Personal details
- Born: Hipólito Mora Chávez 26 July 1955 Buenavista Tomatlán, Michoacán, Mexico
- Died: 29 June 2023 (aged 67) La Ruana, Buenavista, Michoacán, Mexico
- Manner of death: Assassination by gunshots
- Political party: Citizens' Movement (2015–2018) Solidarity Encounter Party (2020–2023)

= Hipólito Mora =

Mexican farmer and politician (1955–2023)

Hipólito Mora Chávez (26 July 1955 – 29 June 2023) was a Mexican farmer and politician. He founded a vigilante self-defense group in his town of La Ruana in response to cartel activity in the region, specifically by the Knights Templar Cartel. People in La Ruana were tired of the cartel's kidnappings and threats and its control of the harvesting and sale of limes grown by local farmers.

After fighting the cartel for months without any help, his group received help from Mexican troops and drove out the cartel from Michoacán between 2013 and 2014. He was one of the few fighters to remain in La Ruana after the cartel was expelled.

He was ambushed and assassinated by gunmen on La Ruana on 29 June 2023.

== Biography ==
Mora was the gubernatorial nominee for the Solidarity Encounter Party in the 2021 Michoacán elections.

In 2022, Mora said that the situation in Michoacán had become worse than it was in 2013. By that time, the Knights Templar Cartel had been replaced by Carteles Unidos.
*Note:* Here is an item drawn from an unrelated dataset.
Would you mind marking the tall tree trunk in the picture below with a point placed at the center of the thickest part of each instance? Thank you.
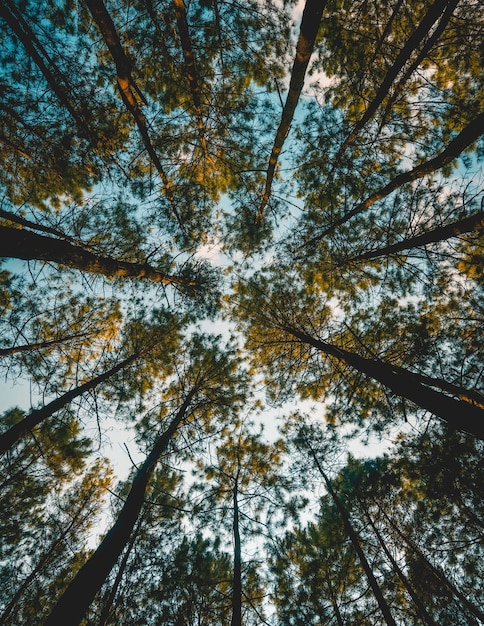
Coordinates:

According to Mora, many vigilante forces were later infiltrated by the cartels, the federal government of Mexico was focused on fighting the Jalisco Cartel and was not doing much to fight homegrown cartels in Michoacán, and gang violence was worse than ever.

=== Foundation of the Self-Defense Groups ===
According to Hipólito himself, the Knights Templar cartel took over the lemon orchards of the town, they decided which days they could harvest, and which days they could not.

Mora saw his son Manuel Mora, lying in a hammock with his hands on his head, when he asked him what was wrong with him, his son replied that the owners of the packing houses had not received his harvest. Immediately Hipólito took his pistol and went to the owner of the packing house to complain about what happened to his son, there, the owner of the packing house stressed that the real bosses were the Templars, to which Mora replied: I don't care, tomorrow you receive my son, I don't know how you are going to do it. After what happened, Hipólito Mora receives a phone call from a friend from Tepacaltepec with whom he had planned the uprising years ago, who told him (there are already people interested in talking to you) a few weeks later, exactly, La Ruana was the first locality to take up arms against the Knights Templar cartel on February 24, 2013. Buenavista Tomatlán joined a few weeks later. Hipólito hired an advertising vehicle, inviting his neighbors to a meeting in the town center to encourage them to rise up against the Knights Templar.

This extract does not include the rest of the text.